The hit came only a few miles outside of Green Valley. We’d been hanging back behind a pair of Old Dominion semis, pacing them. As the semis rolled past the rest area outside of Green Valley, one of the two pickups we’d seen earlier darted out and T-boned the trailing truck.

The truck jack-knifed across the road, the trailer swinging around to block both lanes as the driver struggled to maintain control, doubtless rattled by the impact. Smoke rose from sqealing tires, and it looked for a second like he was going to be able to hold it, but then the right side tires came off the pavement and the truck rolled on its side, the trailer skidding on the asphalt a little farther before coming to a halt.

Nick reacted immediately, swerving toward the median, aiming to get around the stricken tractor-trailer and out of the kill zone. It was exactly what he should have done, and it would have worked if the driver of the box truck behind him hadn’t panicked.

He didn’t lose control right away, but he swerved so hard, while stomping on the brakes, that when his tires hit the gravel of the median, he lost it. He’d slowed down enough that the wreck wasn’t that catastrophic, but the box truck tipped over and slammed on its side. And just like that, we were stuck.

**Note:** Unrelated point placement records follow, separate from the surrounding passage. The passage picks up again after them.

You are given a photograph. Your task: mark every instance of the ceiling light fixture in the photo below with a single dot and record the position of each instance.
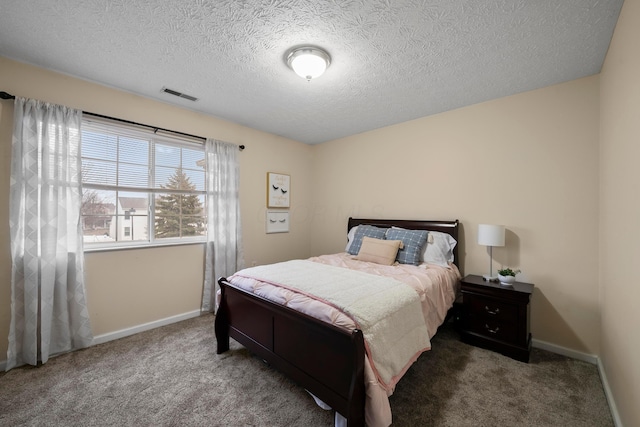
(308, 62)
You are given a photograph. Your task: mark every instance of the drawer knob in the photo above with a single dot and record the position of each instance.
(491, 331)
(496, 311)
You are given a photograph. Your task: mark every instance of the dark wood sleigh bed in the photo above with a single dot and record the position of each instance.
(324, 359)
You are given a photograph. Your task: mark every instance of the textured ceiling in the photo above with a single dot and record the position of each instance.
(392, 61)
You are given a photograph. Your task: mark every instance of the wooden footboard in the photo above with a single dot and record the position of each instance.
(322, 358)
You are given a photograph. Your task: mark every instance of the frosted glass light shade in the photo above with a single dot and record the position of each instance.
(308, 62)
(491, 235)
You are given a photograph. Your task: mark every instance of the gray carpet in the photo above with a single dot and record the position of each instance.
(171, 376)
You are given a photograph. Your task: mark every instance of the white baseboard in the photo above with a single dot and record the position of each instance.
(590, 358)
(110, 336)
(607, 392)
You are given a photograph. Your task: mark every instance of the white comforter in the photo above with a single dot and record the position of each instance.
(435, 287)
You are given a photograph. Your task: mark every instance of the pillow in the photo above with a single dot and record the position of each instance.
(350, 235)
(379, 251)
(362, 231)
(439, 249)
(413, 240)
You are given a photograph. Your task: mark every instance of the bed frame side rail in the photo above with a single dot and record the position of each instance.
(324, 359)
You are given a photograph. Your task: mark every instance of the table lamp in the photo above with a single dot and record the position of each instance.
(490, 235)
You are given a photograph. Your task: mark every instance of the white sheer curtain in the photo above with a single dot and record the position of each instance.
(48, 305)
(224, 254)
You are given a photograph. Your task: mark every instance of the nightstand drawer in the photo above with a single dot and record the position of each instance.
(503, 331)
(496, 316)
(493, 310)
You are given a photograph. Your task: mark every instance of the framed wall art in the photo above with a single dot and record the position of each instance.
(277, 222)
(278, 190)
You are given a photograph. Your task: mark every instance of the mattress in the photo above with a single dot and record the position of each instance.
(436, 288)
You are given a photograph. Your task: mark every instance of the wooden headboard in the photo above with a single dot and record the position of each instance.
(449, 227)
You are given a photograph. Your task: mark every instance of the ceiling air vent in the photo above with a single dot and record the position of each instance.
(180, 94)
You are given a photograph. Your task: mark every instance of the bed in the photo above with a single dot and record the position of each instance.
(331, 360)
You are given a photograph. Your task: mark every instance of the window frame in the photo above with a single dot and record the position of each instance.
(152, 190)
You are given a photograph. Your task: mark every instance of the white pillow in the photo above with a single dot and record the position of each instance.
(439, 249)
(379, 251)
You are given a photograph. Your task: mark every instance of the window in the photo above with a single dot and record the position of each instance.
(140, 188)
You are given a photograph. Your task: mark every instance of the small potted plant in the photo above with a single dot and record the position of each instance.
(507, 275)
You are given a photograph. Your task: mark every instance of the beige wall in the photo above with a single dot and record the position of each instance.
(527, 161)
(620, 214)
(132, 287)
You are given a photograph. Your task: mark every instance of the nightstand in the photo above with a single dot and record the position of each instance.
(496, 316)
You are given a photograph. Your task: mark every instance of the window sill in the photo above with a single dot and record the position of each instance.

Even as the dust cloud billowed up from the impact of the box truck spilling over, more pickups and a couple of Crown Victorias of all things came tearing out of the rest area. They didn’t do a drive-by, but swerved to line up side-on with the convoy. Windows down, the thugs inside the vehicles opened fire.

I’d had about five seconds to take in what was happening. So had Larry. It was enough.

Larry cranked the wheel and mashed his foot on the accelerator, turning our Expedition to face the storm of gunfire. In the unarmored SUV, the only hope we had to survive was to put the engine block between us and the bullets. Both of us were wearing low-profile plates under our shirts, but there are plenty of ways to get shot around plates, especially when you’ve got a bunch of Uzis, Tec-9s, and a couple of AKs blasting at you.

The SUV almost tipped over, but Larry was good enough to keep it under control. I had the jacket off my 870 and was bringing it up even as I ducked down below the dash to avoid the slashing fragments of metal and window glass as the windshield shattered under the hail of bullets. I could hear the engine screaming as more rounds tore up the radiator, but that engine was keeping us from getting perforated with it, so I didn’t mind. I got my head just high enough over the dash to point the shotgun, and opened fire myself.

I’d loaded with rifled slugs. It still wasn’t going to reach out as well as a rifle at this range, but it was better than buckshot. I got the front bead in the vicinity of one of the windows that was spitting flame and fired. It wasn’t a good shot; it was more of a “get something heading downrange at those assholes” shot, but it got the message across. I don’t think they’d been expecting to get shot at. The fire slackened a bit as they ducked for cover.

Larry had his own shotgun up and resting on the steering wheel now. He cranked three shots as fast as he could pump the SuperNova. Fortunately, there wasn’t much of a windshield left to hinder the slugs.

More thunder announced the guys in Jim’s Expedition opening fire. I glanced out of the side window to get a picture of where Jim’s guys and the rear box truck were. The box truck was halted halfway on the median, in a still-settling cloud of dust. That driver, at least, hadn’t tipped his truck over. Jim’s SUV was pointed at the bad guys, just like ours, and Jim and Little Bob were leaning partway out of the side windows, blasting away with their shotguns. I caught a glimpse of Ben and Derek piling out of the back, staying low, cradling their own weapons.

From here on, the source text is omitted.